A study at Brigham Young University concluded that a lack of good friends and connections can be as damaging to your health as smoking 15 cigarettes a day. According to BYU psychology professor Julianne Holt-Lunstad, “over the past few decades now, growing evidence shows people who are more socially connected live longer and people who are more isolated or lonely are at increased risk for early mortality. She’s found that in her own research, too, including in a 2022 study published in the Annual Review of Public Health.
Social interactions are critical as we age. How can you make those happen? Many people enjoy volunteering. If it’s nurturing you want, too many organizations need you! There are children, environmental activist organizations, animals, political organizations that all are needing help.
Maybe it’s that educational course you always wanted to take. Go to the nearest university and see if there are courses for older adults. Often, they’re complimentary. You’ll find new friendships there as well. Is it the theater or concerts you enjoy? Go! Even if you can only afford one show, go. No friends to go with? Go alone. I often start talking to people sitting next to me who may be looking for friendship.
If you’re homebound due to illnesses, it’s a bit more challenging.

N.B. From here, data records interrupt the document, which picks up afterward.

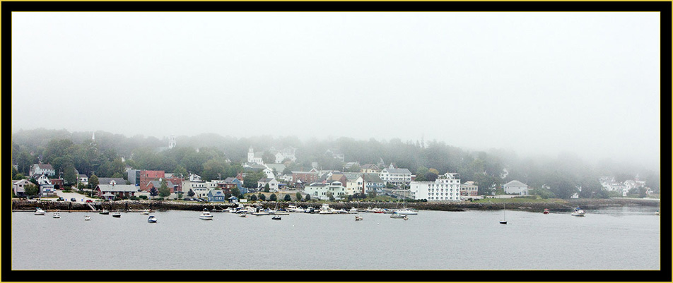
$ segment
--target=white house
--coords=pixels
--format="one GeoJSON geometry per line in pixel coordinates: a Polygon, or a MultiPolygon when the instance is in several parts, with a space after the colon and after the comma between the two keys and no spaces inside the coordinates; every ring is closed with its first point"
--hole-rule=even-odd
{"type": "Polygon", "coordinates": [[[264,164],[264,162],[262,159],[262,154],[264,154],[264,152],[261,151],[255,152],[254,150],[252,150],[252,147],[251,146],[250,148],[247,149],[247,162],[250,164],[257,164],[260,165],[264,164]]]}
{"type": "Polygon", "coordinates": [[[50,164],[43,164],[40,162],[38,164],[33,164],[30,167],[30,169],[28,170],[28,175],[33,176],[36,174],[45,174],[47,176],[55,176],[56,170],[52,167],[50,164]]]}
{"type": "Polygon", "coordinates": [[[192,190],[195,193],[195,198],[206,198],[208,195],[208,184],[200,176],[195,174],[189,175],[189,177],[182,181],[182,191],[188,193],[192,190]]]}
{"type": "Polygon", "coordinates": [[[278,191],[279,181],[274,178],[262,178],[257,181],[257,188],[264,188],[264,186],[269,184],[269,189],[271,191],[278,191]]]}
{"type": "Polygon", "coordinates": [[[26,179],[12,181],[12,190],[14,191],[14,195],[17,196],[25,196],[25,186],[29,183],[35,185],[26,179]]]}
{"type": "Polygon", "coordinates": [[[514,193],[521,195],[528,195],[528,185],[517,180],[510,181],[508,183],[503,185],[503,189],[505,190],[505,193],[514,193]]]}
{"type": "Polygon", "coordinates": [[[344,198],[348,195],[346,187],[339,181],[330,183],[312,183],[304,187],[304,193],[310,195],[311,199],[320,200],[329,199],[330,193],[336,199],[344,198]]]}
{"type": "Polygon", "coordinates": [[[409,193],[414,200],[431,201],[455,201],[460,200],[460,177],[456,173],[446,173],[434,181],[412,181],[409,193]]]}
{"type": "Polygon", "coordinates": [[[395,168],[390,164],[379,172],[379,176],[384,182],[388,182],[395,186],[408,185],[411,181],[411,171],[406,168],[395,168]]]}

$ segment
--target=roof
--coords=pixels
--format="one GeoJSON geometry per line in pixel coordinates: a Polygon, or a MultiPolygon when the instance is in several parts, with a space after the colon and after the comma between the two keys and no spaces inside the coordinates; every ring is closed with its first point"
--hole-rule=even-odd
{"type": "Polygon", "coordinates": [[[411,171],[409,171],[406,168],[385,168],[383,170],[385,170],[390,174],[411,174],[411,171]]]}
{"type": "Polygon", "coordinates": [[[135,185],[109,185],[98,184],[98,188],[102,192],[135,192],[138,191],[138,187],[135,185]]]}
{"type": "Polygon", "coordinates": [[[505,183],[505,185],[503,185],[503,186],[508,186],[508,187],[527,187],[527,188],[528,187],[528,185],[526,185],[525,183],[521,183],[521,182],[520,182],[520,181],[517,181],[517,180],[510,181],[508,183],[505,183]]]}

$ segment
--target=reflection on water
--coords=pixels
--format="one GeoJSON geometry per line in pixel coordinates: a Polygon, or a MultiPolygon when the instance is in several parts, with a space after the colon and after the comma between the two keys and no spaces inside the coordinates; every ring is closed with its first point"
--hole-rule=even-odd
{"type": "Polygon", "coordinates": [[[11,264],[13,270],[659,270],[656,210],[611,207],[583,217],[507,210],[507,225],[498,223],[502,210],[421,210],[409,220],[363,212],[363,221],[353,215],[292,213],[278,221],[226,212],[206,221],[200,212],[170,211],[153,213],[155,224],[140,213],[90,214],[85,221],[83,212],[60,219],[13,212],[11,264]]]}

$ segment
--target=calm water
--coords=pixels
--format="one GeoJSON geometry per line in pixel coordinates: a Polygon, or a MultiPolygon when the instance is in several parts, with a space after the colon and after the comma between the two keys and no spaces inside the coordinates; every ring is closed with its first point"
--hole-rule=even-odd
{"type": "Polygon", "coordinates": [[[656,207],[569,213],[361,212],[282,220],[170,211],[12,212],[12,270],[659,270],[656,207]],[[38,260],[39,259],[39,260],[38,260]],[[48,264],[45,264],[48,263],[48,264]]]}

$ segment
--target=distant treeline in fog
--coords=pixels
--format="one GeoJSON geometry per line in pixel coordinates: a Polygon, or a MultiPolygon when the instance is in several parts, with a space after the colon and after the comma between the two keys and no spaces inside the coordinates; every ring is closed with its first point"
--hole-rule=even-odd
{"type": "MultiPolygon", "coordinates": [[[[436,173],[459,173],[461,182],[475,181],[480,194],[518,180],[541,195],[567,198],[579,192],[583,198],[607,198],[609,195],[601,189],[599,181],[604,176],[614,176],[617,181],[637,176],[655,193],[660,188],[659,171],[618,164],[610,159],[590,164],[572,152],[556,157],[521,157],[513,151],[467,151],[437,140],[365,140],[346,137],[300,140],[293,136],[235,138],[214,133],[176,136],[177,145],[168,150],[168,136],[126,137],[97,131],[93,143],[93,134],[66,130],[19,131],[12,135],[13,164],[17,165],[18,173],[28,174],[30,164],[39,159],[51,164],[57,172],[71,175],[68,179],[71,178],[72,169],[87,175],[95,172],[99,177],[126,178],[125,167],[131,166],[183,175],[193,173],[215,179],[235,176],[247,162],[250,147],[255,152],[292,147],[296,149],[296,160],[283,162],[287,168],[278,174],[308,171],[314,162],[318,169],[349,171],[352,169],[344,168],[346,164],[356,162],[380,167],[392,164],[409,169],[419,180],[432,180],[436,173]],[[344,161],[326,154],[328,150],[343,153],[344,161]],[[578,191],[580,187],[581,191],[578,191]]],[[[269,155],[265,155],[265,159],[269,160],[269,155]]]]}

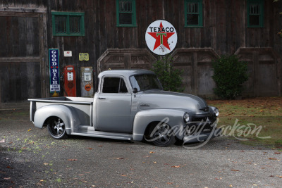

However, there are many online opportunities. Vitality Society offers diverse Zoom classes in Tai Chi, meditation, plant-based cooking, brain-based games, art courses and online travel experiences.
Aging is a daunting experience. I have boo-boos I never had before. My skin is thinner making healing longer. Doctors say aches and pains “are a part of aging.” Sleeping can be difficult since I’m waking up a few times a night to get to the bathroom. Dare I even mention vaginal thinning and dryness?
But I will not find myself saying, “I’m alone. I’m lonely.” I know I can change that with a thought, a plan and determination to live out this life in joy. You can, too.
Marcia Drut-Davis is a passionate octogenarian social activist for supporting lifestyles not on the road most traveled. Her choice is the child-free (not -less) lifestyle. She’s been interviewed on “60 Minutes,” authored two books and is featured in two documentaries on this viable choice. She loves sharing why her life is full, filled with joy and with no regrets.